New appendix provides reference table that lists materials found in cleanrooms
A newly revised Recommended Practice (RP) from the US Institute of Environmental Sciences and Technology (IEST) describes a method for characterising organic compounds outgassed from materials or components exposed to air or gases in cleanrooms and other controlled environments.
Published by the IEST Contamination Control Division, IEST-RP-CC031.3: Method for Characterizing Outgassed Organic Compounds from Cleanroom Materials and Components provides both a semi-quantitative determination and a qualitative identification of a range of compounds.
The method is designed primarily to screen cleanroom materials but can also be applied to materials used in other controlled environments for identification of outgassed compounds detectable by dynamic headspace gas chromatography mass spectrometry (GC-MS).

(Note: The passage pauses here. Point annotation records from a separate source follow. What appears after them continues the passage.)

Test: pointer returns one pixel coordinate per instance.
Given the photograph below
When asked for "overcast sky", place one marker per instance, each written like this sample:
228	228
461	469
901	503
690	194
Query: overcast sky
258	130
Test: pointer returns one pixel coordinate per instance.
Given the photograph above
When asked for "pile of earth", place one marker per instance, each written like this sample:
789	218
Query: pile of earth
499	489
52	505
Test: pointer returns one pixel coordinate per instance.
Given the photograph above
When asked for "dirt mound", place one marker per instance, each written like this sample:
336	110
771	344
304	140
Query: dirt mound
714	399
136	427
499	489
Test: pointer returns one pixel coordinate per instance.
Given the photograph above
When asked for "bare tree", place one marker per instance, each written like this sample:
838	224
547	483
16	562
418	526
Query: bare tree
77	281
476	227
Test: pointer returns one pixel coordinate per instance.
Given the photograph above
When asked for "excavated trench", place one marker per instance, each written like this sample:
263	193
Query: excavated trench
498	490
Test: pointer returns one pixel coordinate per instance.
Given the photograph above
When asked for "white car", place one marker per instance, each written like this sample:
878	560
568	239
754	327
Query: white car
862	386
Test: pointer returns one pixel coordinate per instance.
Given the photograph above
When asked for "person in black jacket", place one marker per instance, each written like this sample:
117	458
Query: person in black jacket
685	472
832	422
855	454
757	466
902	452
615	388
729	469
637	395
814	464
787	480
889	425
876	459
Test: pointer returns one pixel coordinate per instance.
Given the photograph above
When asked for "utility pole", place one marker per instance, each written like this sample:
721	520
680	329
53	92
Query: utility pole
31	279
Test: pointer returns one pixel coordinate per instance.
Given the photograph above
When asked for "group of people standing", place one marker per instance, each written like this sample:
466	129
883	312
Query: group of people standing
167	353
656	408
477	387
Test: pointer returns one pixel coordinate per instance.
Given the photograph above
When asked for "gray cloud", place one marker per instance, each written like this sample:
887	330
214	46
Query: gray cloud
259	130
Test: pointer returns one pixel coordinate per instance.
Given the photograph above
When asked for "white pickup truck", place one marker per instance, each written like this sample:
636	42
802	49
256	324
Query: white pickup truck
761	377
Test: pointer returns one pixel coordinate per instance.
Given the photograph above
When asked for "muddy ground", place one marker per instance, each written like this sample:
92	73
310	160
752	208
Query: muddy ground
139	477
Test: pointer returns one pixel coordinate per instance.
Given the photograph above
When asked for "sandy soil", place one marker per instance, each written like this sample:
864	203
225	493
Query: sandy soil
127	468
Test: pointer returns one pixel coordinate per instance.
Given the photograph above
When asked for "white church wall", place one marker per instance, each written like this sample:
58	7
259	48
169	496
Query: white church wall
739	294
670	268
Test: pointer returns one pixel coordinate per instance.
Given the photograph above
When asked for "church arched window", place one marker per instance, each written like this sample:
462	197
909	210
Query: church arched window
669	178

‘A new appendix in this revision of the RP provides users with an easy-reference table that lists various materials of construction found in cleanrooms, along with a list of generic classes of organic compounds that can outgas from them,’ said Jim Ohlsen, chairman of IEST Working Group CC031, which developed the document.
‘An added feature is a list of example organic compounds within these generic classes that are known to cause problems.’
The RP is relevant to industries that may experience adverse production yields as a result of gaseous organic contamination, also known as volatile organic compounds (VOCs) and semivolatile organic compounds (SVOCs).
In the semiconductor industry, the deposition of outgassed compounds on hardware, products, and wafer surfaces is recognised as a source of processing problems and hardware failures.
In aerospace, the presence of molecular contamination can significantly degrade spacecraft performance goals and hasten end-of-life projections.